Indeed, with Chapman waiting in the wings, we all breathe a little easier.
However, pretend for a moment that it’s Game 1 of the most important series the franchise has seen in 15 years.
And instead of getting to deploy your 195-pound Weapon of Mass Destruction in a crucial 8th inning jam, pretend that opportunity never comes along because the hapless starter you tossed out there gets destroyed and by the 4th inning the game is already lost.
Unfortunately for all of us, that nightmare already played out in grisly detail last fall.
As Reds fans found out the hard way, teams like the Phillies (with a balanced lineup and top-tier starting pitching) are built for the playoffs.
The Reds, rich in budding young superstars, must immediately begin to consider that philosophy, seeing as the "built-to-win-the-season" structure clearly will take them only so far.
Step one toward that end would be cutting the Cuban Cannon loose, and seeing how far he can take you.
I’ll close with a disclaimer: for now, the Reds are playing their cards exactly right.
Just as they made the right call last season when, after struggling as he got his feet wet in America, the Reds moved Chapman to relief, they are smartly using Chapman to their 2011 advantage.
Last season, unlike any in recent memory, the Reds had a chance to actually contend—and management knew it.
So, instead of rushing their investment into dangerous waters, they let him coast through the season on the strength of his God-given talent.
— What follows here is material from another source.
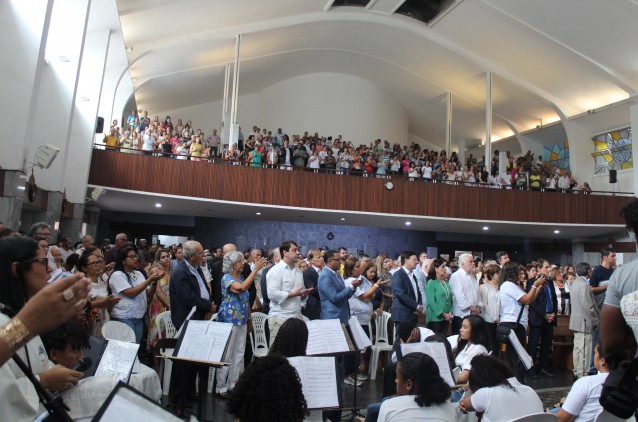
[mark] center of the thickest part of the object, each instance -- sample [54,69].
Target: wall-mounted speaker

For the current season, Reds’ management finds itself in a similar position, and the right decision is again clear. With a glut of options in the starting ranks, there is no reason to oust Chapman from his new-found niche.
However, no matter the outcome in 2011, it’s incumbent upon the Reds management to give Chapman every opportunity to start in 2012.
From the day this season ends, Chapman should be preparing to be an ace. Volquez, Cueto and Bailey all have immense talent—but nothing compared to Chapman.
More importantly, the Reds didn’t pay $30 million for a reliever.
While the prospect of seeing Chapman any given night will put butts in the seats at first, there is only one key to sustained financial success—winning.
Putting a muzzle on Chapman’s talent doesn’t make business sense, and it doesn’t make baseball sense.
The Cincinnati organization, the Reds fan-base and Aroldis Chapman himself deserve to see what exactly the kid is capable of.
Odds are, the Cuban Missile will blow us away.